L'irrésistible jeunesse du Vietnam
HO CHI MINH VILLE - Vingt-cinq ans après la fin
de la guerre et la
réunification, le Vietnam
s'ouvre. Mais les
structures sociales sont
bousculées par une
jeunesse très nombreuse
et inquiète de l'avenir.
« Un téléfilm a récemment provoqué un vaste débat au Vietnam », note
Nguoi Ha Noi, rédacteur en chef du Hanoïen, un quotidien culturel et littéraire
publié à Hanoï. « Tiré d'un roman récent, il racontait la vie d'un homme,
depuis sa naissance à Haïphong [au nord-est du pays] jusqu'à ses 40 ans. Il
évoquait ainsi la période du communisme collectiviste au nord, la guerre, la
réunification. Le héros a de graves problèmes familiaux, il est persécuté par
son père, il devient délinquant, et se retrouve en prison, à la suite d'une série
de hasards tragiques ». « A Haïphong, on n'a pas aimé », constate le
journaliste, « mais ailleurs au Vietnam, on s'est passionné pour ce téléfilm et
on a beaucoup discuté pour savoir quelle avait été vraiment la réalité de cette
époque ». C'est un symbole : vingt-cinq ans après la fin de la guerre et le
départ des marines américains, le Vietnam regarde déjà comme de l'histoire
cette toute récente période fondatrice. Les touristes occidentaux visitent le
Musée des crimes de guerre, à Ho Chi Minh-Ville, où se côtoient le matériel
militaire US, les photos d'agences et une guillotine française. Mais dans les
rues de la métropole du sud, c'est une génération qui n'a pas connu cette
époque qui alimente le flot des cyclomoteurs, que seules les violentes pluies
épisodiques réussissent parfois à interrompre.
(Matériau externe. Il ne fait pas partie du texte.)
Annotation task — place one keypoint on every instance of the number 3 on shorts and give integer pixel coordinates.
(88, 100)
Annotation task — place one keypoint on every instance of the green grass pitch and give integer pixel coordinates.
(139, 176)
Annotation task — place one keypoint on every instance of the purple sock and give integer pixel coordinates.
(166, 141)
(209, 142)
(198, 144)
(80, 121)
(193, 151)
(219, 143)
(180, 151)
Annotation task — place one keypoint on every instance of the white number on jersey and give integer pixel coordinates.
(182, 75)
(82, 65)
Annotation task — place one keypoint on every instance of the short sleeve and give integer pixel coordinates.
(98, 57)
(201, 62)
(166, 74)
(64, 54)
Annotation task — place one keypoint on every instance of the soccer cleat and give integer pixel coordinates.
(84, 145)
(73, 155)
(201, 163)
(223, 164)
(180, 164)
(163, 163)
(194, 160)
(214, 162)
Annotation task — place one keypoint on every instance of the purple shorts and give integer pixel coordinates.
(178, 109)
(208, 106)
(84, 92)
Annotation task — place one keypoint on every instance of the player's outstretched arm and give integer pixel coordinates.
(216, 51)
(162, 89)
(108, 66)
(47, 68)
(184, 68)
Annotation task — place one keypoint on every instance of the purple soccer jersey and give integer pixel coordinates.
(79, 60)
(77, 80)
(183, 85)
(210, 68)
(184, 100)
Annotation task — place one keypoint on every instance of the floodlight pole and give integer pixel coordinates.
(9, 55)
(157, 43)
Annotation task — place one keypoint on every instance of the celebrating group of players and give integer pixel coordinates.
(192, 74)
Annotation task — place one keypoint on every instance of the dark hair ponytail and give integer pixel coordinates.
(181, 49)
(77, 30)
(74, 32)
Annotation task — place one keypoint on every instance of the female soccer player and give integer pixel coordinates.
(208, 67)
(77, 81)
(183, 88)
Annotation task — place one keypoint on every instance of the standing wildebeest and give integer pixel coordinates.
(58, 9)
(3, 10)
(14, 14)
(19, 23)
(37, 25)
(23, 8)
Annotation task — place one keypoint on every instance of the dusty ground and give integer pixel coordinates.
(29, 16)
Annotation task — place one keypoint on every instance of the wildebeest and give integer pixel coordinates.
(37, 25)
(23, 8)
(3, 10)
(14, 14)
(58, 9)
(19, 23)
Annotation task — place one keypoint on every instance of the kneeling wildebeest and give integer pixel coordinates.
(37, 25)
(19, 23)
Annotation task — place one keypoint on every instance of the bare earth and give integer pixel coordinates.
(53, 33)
La fascination de la ville
La jeunesse est partout, dans un pays où la moitié de la population a moins
de 20 ans, si l'on en croit les statistiques officielles que les Vietnamiens
eux-mêmes annoncent toujours avec prudence, souvenir d'une époque où
ceux-ci tenaient lieu d'incantation. Une poignée de jeunesse dorée fréquente
les boîtes de Ho Chi Minh-Ville où Hanoï. Mais la grande majorité des
Vietnamiens de cet âge travaille dur pour vivre ou survivre, quand leurs famille
n'arrive pas à leur payer ces études qui n'ouvrent plus l'emploi automatique
des années du communisme pur et dur. « La ville les fascine, au nord comme
au sud », commente une Vietnamienne plus âgée. Massivement, les jeunes
tentent de quitter la boue des rizières, de rejoindre ces zones urbaines qui
s'étirent le long des grands axes, où l'on construit, à la limite de la chaussée et
souvent sans permis, d'abord l'échoppe, puis, si l'argent rentre, la maison
étroite derrière la boutique. Et tout le monde est commerçant, même avec
quelques milliers de « dongs » de trésorerie (1 franc vaut environ 2000 dongs)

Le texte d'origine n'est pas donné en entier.